What sort of mother loses her own child?
What sort of mother loses her non-verbal autistic child in a shopping center on a busy Saturday afternoon?
It was all a big misunderstanding. I had to take my other child to the bathroom, so I told the other adult with me where I was going and where I would meet him. He either never heard me or never understood, and I never thought to check as I had to get my other child to the bathroom quickly. In hindsight, I should have checked.
I dealt with the other child and made my way to the agreed meet-up place. Before we even got there, I could tell something wasn’t right. I heard screaming and crying and there were crowds at the doorway of the store I was going to. Mother’s intuition hit me right there. I had that horrible feeling in the pit of my stomach that somehow this was about my son.
I know my son’s scream and those were HIS screams I was hearing. He had someone with him though, right? Except the closer to the noise I got, the better I could see my child lashing out and attacking — through sheer panic — the very people who were clearly trying to help him. I ran over. I can’t run very fast, but adrenaline carried me to my baby.
The noise of the adults shouting, firing off questions and more questions; the piercing of my son’s screams; the blasting of the shop’s music – it was all too much, even for me, let alone my terrified little boy. I grabbed him from the security guard and held him tight. He sobbed and sobbed, more than I had ever known him do before in his life.
“Yes, he’s mine.”
“No, I was not aware he was on his own.”
“Yes, of course I am sorry he was hitting you.”

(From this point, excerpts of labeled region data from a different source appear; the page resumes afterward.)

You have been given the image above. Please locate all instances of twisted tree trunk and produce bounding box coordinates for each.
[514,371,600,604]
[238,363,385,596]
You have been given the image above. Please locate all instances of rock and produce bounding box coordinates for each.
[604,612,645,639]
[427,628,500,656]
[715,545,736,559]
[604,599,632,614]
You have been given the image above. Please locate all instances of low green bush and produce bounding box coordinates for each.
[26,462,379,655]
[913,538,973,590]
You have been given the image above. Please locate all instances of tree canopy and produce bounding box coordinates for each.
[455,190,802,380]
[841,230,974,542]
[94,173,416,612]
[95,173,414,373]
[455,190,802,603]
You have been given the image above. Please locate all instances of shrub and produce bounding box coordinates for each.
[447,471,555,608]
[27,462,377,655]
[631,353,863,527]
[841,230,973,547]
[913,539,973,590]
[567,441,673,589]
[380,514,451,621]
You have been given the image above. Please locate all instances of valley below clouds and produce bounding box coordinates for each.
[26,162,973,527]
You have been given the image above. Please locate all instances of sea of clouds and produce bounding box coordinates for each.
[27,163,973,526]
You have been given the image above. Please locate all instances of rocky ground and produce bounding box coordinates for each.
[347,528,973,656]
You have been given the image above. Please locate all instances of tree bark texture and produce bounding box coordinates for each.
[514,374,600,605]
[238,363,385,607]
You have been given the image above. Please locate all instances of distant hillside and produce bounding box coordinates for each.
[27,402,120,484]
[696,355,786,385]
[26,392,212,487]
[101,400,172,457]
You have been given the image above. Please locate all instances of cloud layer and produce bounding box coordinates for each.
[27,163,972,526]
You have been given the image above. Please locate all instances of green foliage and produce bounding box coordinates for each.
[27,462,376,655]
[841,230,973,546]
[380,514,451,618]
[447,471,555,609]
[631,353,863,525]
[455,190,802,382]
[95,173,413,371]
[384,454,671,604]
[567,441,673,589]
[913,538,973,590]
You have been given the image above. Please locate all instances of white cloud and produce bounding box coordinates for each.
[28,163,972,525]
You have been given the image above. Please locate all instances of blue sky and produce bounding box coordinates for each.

I fell to my knees with one of my children standing beside me, wondering what this was all about, and the other in a heap on my knee still yelling and crying for all he was worth.
The tears welled up in my eyes and I could not control them falling down my face.
“He’s autistic,” I sniffled softly. “He can’t speak.”
The tuts and stares were so powerful they were like nails piercing right through me.
Finally, the crowd dissipated and only the security guard remained. By this time, the other adult appeared and the reality of what had happened finally hit me. My non-verbal 9-year-old with severe autism had been alone and lost in a busy shopping mall on a busy Saturday afternoon.
It doesn’t matter who was to “blame.” The fact was that it happened.
You can judge me all you like, but every day there are autistic children getting lost because they wander or get attracted to sensory stimuli and they have little or no understanding of danger. My son was found because he was watching the automatic doors open and close, and he was screaming. When the security guard noticed he was alone, he physically stopped him.
My son was not crying because he realized he was lost or because he missed me. He has no concept of what lost even means.
I have to live with what happened today. I have to find a way to keep him safe even when there are other adults with me. It should never have happened, but it did.
Please don’t be too quick to judge me.
Please be aware that children with autism are especially vulnerable. Be aware that not every child can even tell you their name or where they live. Be aware that, in seconds, a child can wander.
Be aware than even good parents like me can lose their autistic child, and we have to live with that for the rest of our lives. No judgment from anyone else will be greater than the guilt I have to live with now.
My story ended well. Not every story like mine will.
Losing your non-verbal autistic child: there is nothing more terrifying in the whole wide world.